The functions of coinhibitory receptor lymphocyte activation gene-3 (LAG3) in T cells are well studied, however its role in humoral immune responses remains poorly characterized. The goal of this study was to test the role of recipient LAG3 in a mouse model of renal allograft rejection
Murine kidney transplant surgeries were performed from C3H (H-2D^k) to B6 (H-2D^b), in WT and various LAG3 knockout (KO) strains and mice were monitored for rejection. Grafts were characterized by histology. Assessment of immune responses was performed by flow cytometry of the immune cells in the spleen and infiltrating the allograft, ELISPOT assay, and the levels of donor specific antibody (DSA) in the serum.

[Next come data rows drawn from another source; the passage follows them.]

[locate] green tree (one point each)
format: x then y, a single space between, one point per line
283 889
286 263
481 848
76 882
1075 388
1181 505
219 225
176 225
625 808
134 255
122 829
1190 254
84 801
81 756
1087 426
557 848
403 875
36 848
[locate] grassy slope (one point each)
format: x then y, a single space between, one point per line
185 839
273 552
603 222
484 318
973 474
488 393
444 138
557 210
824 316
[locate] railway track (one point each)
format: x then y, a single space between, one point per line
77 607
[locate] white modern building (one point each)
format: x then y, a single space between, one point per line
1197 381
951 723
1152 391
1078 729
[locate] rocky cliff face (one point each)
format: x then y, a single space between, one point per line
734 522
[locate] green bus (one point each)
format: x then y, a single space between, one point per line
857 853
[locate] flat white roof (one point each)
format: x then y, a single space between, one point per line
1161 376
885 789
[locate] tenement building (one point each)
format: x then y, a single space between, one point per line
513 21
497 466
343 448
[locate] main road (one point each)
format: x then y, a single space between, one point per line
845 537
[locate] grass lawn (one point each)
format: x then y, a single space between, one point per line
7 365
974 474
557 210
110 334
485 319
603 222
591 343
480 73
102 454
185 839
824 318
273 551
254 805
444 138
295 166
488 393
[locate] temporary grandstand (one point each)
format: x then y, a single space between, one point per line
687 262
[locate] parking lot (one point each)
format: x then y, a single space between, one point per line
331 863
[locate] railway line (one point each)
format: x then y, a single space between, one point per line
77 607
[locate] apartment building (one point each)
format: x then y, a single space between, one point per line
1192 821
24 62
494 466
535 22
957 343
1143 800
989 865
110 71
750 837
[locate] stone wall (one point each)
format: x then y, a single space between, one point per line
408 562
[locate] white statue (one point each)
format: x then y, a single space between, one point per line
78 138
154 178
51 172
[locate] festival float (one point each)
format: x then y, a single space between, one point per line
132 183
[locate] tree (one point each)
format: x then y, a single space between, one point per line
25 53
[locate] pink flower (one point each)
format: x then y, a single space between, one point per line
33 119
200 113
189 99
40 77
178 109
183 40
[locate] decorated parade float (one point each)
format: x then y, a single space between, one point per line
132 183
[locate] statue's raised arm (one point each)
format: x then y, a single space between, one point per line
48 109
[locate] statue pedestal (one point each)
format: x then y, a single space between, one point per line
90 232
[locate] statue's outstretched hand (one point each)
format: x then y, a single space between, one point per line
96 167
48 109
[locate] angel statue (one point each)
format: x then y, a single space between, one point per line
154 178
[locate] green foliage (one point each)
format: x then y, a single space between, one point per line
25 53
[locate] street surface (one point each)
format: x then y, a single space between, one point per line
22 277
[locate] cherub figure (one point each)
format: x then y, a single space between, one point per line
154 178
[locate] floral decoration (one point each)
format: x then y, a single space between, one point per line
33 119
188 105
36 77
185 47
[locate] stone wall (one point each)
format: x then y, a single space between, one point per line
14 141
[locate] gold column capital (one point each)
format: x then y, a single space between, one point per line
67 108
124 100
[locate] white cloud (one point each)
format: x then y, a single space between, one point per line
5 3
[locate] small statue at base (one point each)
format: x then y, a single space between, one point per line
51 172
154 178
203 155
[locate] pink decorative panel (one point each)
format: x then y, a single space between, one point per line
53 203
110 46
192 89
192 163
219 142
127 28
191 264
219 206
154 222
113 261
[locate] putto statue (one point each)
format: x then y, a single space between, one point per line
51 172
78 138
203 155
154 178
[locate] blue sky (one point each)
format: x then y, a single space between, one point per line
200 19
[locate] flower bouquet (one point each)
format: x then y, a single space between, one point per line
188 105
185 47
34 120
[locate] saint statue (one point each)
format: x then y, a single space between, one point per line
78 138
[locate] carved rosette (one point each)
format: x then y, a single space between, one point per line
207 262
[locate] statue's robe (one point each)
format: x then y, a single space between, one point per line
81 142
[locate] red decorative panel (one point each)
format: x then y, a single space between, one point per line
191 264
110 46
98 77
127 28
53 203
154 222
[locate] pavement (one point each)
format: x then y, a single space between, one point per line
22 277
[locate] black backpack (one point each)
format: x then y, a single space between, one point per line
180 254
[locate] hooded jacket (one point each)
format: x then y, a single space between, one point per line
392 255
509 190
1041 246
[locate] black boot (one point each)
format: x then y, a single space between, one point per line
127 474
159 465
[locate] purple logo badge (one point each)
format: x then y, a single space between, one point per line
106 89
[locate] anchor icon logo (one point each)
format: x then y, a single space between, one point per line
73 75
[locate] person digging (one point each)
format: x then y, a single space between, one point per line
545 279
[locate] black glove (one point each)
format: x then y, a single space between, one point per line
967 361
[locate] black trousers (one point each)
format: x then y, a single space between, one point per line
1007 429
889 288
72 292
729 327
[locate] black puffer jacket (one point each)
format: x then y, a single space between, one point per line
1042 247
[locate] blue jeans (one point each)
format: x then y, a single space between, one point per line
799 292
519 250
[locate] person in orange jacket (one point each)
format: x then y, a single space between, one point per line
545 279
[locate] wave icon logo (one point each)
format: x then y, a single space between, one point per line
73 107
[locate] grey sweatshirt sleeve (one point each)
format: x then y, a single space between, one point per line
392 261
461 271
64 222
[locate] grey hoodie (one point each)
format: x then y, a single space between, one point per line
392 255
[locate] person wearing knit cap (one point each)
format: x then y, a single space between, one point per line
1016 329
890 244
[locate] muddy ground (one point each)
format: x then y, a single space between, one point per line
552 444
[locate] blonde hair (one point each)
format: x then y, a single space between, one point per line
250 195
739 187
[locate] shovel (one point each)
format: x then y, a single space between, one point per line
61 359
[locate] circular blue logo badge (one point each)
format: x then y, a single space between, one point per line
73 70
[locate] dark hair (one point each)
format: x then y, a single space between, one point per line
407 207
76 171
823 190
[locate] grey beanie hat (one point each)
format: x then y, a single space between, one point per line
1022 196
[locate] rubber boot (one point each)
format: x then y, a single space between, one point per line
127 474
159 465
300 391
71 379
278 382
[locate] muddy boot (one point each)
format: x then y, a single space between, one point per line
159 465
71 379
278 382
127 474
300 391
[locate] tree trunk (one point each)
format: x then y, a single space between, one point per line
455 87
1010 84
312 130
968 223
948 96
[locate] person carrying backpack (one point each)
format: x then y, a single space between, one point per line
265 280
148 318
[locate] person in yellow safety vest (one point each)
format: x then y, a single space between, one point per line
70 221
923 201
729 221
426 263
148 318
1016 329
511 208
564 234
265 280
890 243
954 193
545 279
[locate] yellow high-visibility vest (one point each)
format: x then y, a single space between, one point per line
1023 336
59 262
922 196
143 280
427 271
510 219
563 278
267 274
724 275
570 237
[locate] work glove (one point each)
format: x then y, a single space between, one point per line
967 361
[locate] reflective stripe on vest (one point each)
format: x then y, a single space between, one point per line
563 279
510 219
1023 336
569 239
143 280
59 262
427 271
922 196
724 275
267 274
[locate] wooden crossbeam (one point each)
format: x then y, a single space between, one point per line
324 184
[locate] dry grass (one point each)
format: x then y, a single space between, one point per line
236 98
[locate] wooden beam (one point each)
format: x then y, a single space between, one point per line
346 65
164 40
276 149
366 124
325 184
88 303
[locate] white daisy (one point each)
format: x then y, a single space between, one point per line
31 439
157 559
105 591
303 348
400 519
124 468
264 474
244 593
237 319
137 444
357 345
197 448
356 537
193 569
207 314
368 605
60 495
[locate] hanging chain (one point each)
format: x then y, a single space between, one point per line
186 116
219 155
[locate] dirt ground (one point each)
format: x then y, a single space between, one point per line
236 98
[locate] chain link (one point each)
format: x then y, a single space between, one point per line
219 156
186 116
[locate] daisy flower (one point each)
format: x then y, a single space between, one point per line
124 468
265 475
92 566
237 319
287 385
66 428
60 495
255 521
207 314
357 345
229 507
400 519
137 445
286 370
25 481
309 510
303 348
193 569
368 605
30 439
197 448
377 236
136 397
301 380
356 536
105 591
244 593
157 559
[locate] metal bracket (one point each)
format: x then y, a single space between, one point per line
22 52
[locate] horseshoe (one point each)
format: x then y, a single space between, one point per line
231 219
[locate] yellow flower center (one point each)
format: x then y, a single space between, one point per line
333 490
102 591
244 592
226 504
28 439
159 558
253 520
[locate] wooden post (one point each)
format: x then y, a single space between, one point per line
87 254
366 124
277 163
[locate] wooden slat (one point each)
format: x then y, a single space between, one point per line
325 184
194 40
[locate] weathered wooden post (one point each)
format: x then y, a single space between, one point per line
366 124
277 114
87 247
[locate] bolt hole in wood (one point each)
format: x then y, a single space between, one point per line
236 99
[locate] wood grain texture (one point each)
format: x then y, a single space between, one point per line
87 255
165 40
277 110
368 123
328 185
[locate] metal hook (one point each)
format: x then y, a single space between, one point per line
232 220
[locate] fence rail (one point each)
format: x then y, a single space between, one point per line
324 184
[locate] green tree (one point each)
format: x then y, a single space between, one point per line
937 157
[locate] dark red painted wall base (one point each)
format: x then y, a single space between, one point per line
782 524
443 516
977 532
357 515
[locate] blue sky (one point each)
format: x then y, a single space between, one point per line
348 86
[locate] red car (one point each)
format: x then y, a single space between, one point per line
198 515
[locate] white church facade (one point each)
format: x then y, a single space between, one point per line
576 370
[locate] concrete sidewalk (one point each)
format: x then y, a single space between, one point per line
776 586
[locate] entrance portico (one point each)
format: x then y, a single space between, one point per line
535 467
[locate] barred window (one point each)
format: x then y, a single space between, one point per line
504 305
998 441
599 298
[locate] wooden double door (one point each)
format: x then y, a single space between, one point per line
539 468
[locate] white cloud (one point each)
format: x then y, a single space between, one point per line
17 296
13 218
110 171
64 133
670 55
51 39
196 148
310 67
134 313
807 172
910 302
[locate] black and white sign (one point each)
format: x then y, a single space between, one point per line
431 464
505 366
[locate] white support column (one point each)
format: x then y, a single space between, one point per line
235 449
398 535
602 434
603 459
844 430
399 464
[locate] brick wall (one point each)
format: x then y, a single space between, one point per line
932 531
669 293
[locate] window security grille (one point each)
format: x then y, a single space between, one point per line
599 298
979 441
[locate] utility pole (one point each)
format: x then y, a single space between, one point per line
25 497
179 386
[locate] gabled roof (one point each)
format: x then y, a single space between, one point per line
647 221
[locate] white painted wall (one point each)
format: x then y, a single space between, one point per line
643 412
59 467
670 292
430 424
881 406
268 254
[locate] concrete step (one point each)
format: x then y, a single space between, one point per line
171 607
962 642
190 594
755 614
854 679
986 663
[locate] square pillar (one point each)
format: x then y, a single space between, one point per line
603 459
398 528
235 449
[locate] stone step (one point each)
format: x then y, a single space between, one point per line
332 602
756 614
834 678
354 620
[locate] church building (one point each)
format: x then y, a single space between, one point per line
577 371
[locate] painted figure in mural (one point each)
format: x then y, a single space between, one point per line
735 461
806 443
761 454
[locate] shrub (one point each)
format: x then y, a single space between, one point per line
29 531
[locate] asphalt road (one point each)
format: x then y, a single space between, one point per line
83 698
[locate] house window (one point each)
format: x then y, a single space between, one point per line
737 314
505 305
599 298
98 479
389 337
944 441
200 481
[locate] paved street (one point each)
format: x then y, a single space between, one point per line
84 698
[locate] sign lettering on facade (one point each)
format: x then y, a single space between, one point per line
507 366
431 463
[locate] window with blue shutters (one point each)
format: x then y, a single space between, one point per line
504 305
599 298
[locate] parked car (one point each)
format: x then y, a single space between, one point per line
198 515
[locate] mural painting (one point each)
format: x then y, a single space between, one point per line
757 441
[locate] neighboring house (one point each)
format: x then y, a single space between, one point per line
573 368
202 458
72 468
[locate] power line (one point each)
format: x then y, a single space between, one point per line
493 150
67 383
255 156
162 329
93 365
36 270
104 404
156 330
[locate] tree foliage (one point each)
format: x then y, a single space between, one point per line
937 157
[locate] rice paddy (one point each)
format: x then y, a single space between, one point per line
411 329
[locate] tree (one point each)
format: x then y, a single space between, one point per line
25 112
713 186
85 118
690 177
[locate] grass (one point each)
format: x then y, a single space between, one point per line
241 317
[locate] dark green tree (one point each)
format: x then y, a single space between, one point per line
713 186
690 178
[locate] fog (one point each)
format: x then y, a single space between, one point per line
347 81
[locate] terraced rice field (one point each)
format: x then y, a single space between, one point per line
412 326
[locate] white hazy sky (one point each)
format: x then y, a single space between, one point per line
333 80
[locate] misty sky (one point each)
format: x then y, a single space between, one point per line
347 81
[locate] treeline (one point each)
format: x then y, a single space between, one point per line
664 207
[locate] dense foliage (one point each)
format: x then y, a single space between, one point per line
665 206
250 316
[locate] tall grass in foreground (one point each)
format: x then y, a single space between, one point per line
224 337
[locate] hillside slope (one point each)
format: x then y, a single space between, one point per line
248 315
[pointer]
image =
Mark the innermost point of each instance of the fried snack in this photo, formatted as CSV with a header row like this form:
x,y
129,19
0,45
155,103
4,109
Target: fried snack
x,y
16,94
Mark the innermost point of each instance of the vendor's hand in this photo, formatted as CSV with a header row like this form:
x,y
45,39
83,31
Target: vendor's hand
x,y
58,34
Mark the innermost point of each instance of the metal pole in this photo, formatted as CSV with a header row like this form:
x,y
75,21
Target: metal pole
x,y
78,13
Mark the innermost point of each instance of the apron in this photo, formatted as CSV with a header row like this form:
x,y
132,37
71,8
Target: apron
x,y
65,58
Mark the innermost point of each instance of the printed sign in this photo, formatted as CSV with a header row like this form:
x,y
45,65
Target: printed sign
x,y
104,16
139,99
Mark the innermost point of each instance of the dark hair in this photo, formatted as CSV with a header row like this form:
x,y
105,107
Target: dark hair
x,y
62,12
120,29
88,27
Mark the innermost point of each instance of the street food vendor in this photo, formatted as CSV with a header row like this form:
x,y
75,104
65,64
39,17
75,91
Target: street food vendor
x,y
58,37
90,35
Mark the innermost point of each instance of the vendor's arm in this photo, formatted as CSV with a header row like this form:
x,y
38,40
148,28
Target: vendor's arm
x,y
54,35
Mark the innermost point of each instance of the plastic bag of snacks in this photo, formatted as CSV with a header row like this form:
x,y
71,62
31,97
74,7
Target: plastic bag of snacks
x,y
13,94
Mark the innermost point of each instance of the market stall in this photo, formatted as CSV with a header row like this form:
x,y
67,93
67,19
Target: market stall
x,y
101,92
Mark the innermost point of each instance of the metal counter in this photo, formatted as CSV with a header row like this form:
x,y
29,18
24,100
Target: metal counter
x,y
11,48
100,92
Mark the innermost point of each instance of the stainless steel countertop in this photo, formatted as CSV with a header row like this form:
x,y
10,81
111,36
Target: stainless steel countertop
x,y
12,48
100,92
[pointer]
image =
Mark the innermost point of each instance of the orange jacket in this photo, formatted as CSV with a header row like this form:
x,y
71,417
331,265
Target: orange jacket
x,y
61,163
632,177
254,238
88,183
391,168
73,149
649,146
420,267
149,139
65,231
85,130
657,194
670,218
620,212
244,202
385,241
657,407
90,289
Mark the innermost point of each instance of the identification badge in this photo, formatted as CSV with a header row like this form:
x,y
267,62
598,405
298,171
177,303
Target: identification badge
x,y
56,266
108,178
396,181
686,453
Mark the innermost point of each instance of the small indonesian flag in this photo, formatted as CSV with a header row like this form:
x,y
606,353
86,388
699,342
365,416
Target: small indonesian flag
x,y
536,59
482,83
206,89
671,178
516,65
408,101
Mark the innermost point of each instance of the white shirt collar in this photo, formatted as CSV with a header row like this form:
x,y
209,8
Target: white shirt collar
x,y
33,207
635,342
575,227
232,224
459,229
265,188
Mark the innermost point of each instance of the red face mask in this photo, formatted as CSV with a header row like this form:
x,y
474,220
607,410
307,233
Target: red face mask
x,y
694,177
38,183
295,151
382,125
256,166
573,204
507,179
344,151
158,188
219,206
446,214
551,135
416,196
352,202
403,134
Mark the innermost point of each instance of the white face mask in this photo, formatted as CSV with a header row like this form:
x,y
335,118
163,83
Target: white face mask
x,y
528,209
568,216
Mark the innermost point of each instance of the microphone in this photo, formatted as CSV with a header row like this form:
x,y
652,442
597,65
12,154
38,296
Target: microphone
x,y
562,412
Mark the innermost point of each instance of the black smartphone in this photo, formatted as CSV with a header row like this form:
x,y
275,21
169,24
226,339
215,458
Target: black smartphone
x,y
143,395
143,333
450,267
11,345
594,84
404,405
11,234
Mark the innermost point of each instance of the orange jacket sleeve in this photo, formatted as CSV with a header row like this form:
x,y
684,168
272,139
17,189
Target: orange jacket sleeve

Compared to WT animals, naïve B6.LAG3^-/- mice have increased splenic cellularity and higher frequencies of CD44hi memory T cells, CXCR5hi follicular T cells, and B220⁺CD138⁺ plasma cells yet do not develop spontaneous autoimmunity. Furthermore, naïve B6.LAG3^-/- mice have increased frequencies of memory T cells against H-2D^d, H-2D^s, H-2D^q and H-2D^k alloantigens and elevated antibody titers against H2-D^d, H2-D^k, I-A^d and I-A^k. C3H kidney allografts were transplanted into B6.WT or B6.LAG3^-/- recipients after bilateral nephrectomy. Whereas 4/4 WT recipients accepted C3H allografts beyond 60 d, recipient LAG3 deficiency led to rapid allograft rejection (MST of  14 d, n=5) with serum creatinine levels of 0.1 and 1.35 mg/dl respectively at d14 posttransplant.  Graft histology at rejection revealed minimal T cell infiltration, diffuse C4d staining, atrophic peritubular capillaries, endothelial swelling and edema characteristic of antibody mediated rejection (AMR). Compared to WT, LAG3^-/- recipients had elevated frequencies of anti-donor IFNγ producing T cells and increased levels of DSA against MHC-I and MHC-II. Recipient CD8 T cell depletion did not alter rejection kinetics in LAG3^-/- recipients (MST of 16 d), while B cell depletion significantly extended C3H kidney allograft survival (MST of >30 d), suggesting the predominant role of alloantibody rather than T cell mediated rejection in these mice. However, using conditional knockout recipients using CD4Cre or CD19Cre mice we discovered that deficiency of LAG3 on both cells is necessary to mediate rejection.
These findings demonstrate that LAG3 regulates both T and B cell functions in response to kidney allografts, and as such is an attractive therapeutic target for the prevention of AMR.